# Electric Vehicle with Integrated fixed gearing and differential



## white2020 (Apr 4, 2012)

Hey guys, do anyone of you know what are the examples of electric vehicles with Integrated fixed gearing and differential?

Need to know its dynamic performance as well if possible.

been searching though internet whole day but to no avail, help!

thanks!


----------



## somanywelps (Jan 25, 2012)

To be perfectly honest, a DC motor that caps out near 6000rpm and a 4:1 differential works out nicely.

You'll have to measure your tire circumfurence and get your stock diff gear ratio (google) but it should be pretty easy to figure out.

The problem is going to be low end acceleration though... Don't want to feed too much current for too long. Forced air cooling is probably a good idea.


----------



## white2020 (Apr 4, 2012)

somanywelps said:


> To be perfectly honest, a DC motor that caps out near 6000rpm and a 4:1 differential works out nicely.
> 
> You'll have to measure your tire circumfurence and get your stock diff gear ratio (google) but it should be pretty easy to figure out.
> 
> The problem is going to be low end acceleration though... Don't want to feed too much current for too long. Forced air cooling is probably a good idea.
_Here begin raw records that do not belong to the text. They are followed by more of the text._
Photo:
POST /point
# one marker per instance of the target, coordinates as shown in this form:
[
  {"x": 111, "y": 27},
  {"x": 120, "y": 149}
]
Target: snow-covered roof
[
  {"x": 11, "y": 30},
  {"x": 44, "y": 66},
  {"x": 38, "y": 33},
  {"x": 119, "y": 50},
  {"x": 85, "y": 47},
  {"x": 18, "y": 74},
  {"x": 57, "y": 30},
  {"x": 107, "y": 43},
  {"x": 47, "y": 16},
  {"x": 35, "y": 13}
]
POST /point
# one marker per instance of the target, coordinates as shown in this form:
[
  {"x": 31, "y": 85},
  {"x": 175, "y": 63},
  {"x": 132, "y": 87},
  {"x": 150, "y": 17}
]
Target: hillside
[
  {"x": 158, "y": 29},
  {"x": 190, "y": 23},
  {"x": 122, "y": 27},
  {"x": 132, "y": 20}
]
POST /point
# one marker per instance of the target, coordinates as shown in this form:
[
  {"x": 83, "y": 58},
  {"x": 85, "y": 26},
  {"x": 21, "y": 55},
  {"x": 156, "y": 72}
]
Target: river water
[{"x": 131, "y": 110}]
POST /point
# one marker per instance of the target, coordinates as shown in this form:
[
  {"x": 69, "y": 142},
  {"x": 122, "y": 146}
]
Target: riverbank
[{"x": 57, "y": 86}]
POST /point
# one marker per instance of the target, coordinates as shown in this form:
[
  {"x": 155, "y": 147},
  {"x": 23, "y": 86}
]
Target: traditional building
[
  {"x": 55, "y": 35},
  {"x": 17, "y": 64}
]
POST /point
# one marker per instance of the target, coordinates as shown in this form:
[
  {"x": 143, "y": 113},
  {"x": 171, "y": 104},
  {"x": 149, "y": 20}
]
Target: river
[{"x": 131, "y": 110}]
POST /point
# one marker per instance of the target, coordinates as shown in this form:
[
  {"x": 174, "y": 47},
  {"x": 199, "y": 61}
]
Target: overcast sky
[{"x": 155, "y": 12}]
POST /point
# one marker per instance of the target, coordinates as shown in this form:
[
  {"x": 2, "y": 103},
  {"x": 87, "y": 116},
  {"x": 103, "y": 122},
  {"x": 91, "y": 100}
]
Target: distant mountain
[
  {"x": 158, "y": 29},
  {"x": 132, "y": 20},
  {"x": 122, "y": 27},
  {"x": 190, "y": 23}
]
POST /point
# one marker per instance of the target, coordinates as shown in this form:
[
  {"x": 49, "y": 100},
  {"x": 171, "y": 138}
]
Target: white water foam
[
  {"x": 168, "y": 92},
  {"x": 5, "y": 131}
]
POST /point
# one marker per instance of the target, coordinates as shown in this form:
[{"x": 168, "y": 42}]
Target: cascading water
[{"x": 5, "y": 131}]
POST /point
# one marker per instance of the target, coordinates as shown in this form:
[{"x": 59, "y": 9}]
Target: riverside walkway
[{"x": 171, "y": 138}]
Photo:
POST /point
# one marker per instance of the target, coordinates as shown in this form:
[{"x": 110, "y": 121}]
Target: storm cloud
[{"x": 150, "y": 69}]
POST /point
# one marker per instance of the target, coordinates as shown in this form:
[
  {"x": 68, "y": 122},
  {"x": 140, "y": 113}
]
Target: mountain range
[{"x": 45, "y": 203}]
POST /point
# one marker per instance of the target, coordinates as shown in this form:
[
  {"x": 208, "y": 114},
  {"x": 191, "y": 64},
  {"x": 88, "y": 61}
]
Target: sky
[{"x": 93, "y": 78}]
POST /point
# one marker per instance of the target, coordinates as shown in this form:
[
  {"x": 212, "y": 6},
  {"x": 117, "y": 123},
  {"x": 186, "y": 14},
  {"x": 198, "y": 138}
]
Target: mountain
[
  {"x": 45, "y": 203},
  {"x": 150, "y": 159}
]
Thanks for the reply! Is there any electric vehicle with such specification out in market already?


----------



## Duncan (Dec 8, 2008)

white2020 said:


> Hey guys, do anyone of you know what are the examples of electric vehicles with Integrated fixed gearing and differential?
> 
> Need to know its dynamic performance as well if possible.
> 
> ...


Sounds like the Tesla Roadster


----------